November 1, 2008
Subordinate contradicts head of FPS
Bakhmina did submit a request for a pardon, of course. Now an official document confirms it.
Irina Reznik, Vedomosti, 01.11.2008
On Thursday Yury Kalinin, head of the Federal Penitentiary Service (FPS), told journalists: “No statement has been received from Bakhmina either by the administration of the penal colony or the pardons commission. It is being reported that, supposedly, she submitted her request earlier and it was registered in the hospital where she is now. Such things have never been registered in hospital,” said Kalinin, “it’s an institution of temporary residence. In the penal colony where she was imprisoned nothing of that kind happened.”
An official from the presidential administration also assured Vedomosti that the request for a pardon did not exist.
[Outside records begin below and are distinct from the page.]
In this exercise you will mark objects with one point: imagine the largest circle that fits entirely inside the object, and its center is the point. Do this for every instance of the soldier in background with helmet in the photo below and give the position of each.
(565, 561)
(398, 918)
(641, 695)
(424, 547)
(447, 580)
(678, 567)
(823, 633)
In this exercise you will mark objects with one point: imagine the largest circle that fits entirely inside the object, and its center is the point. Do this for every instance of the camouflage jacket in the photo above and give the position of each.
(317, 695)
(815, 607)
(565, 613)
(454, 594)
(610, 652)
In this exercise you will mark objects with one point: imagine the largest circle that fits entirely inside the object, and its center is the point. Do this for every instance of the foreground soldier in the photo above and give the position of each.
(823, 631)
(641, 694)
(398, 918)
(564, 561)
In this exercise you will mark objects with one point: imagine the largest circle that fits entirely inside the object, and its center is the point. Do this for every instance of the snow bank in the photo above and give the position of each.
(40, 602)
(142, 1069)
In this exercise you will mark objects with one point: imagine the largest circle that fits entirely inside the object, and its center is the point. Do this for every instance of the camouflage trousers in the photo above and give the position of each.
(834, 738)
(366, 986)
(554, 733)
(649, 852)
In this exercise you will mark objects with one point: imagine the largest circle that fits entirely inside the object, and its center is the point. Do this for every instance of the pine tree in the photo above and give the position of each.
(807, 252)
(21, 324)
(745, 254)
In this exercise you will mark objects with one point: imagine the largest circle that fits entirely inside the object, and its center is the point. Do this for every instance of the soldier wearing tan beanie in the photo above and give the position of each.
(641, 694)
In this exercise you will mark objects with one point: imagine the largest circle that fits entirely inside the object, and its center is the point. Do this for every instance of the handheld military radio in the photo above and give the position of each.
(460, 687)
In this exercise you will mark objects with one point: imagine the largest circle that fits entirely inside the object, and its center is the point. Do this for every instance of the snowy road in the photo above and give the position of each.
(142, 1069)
On Friday, 31 October, however, Bakhmina’s lawyers received official confirmation from the administration of LPU-21, the hospital for Mordovia’s prisoners, that the written request had in fact existed. A letter from Oleg Klishkov, the hospital director says that Bakhmina submitted her request for a pardon on Wednesday, 22 October, at 3 pm and that same day it was entered in the register for such requests and petitions. (Vedomosti has a copy of Klishkov’s letter.) On Friday, 24 October Bakhmina submitted a statement recalling her request for a pardon and this was granted on 25 October.
“Immediately after Svetlana put in her petition for a pardon we sent an official request to the hospital LPU-21, asking them to confirm that her petition had been registered,” said her lawyer Roman Golovkin. “We only received an answer this Friday.” He does not know the reasons why she withdrew her request. Since she had submitted it over a week ago her lawyers have not been allowed to see their client.
The director of the FPS press service Valery Zaitsev said he would “not comment on Bakhmina’s private life”. We were unable to contact Mr Kalinin.
Bakhmina was the first of those convicted as part of the Yukos affair to request a pardon from President Medvedev. A couple of days later she was transferred from LPU-21, the hospital for prisoners, to a civilian hospital run by the FPS in Mordovia in a place called Yavas. This was done on the personal instructions of Victor Malkov, head of the Mordovia FPS, although there were no medical reasons for the transfer, a doctor at LPU-21 admitted to Vedomosti.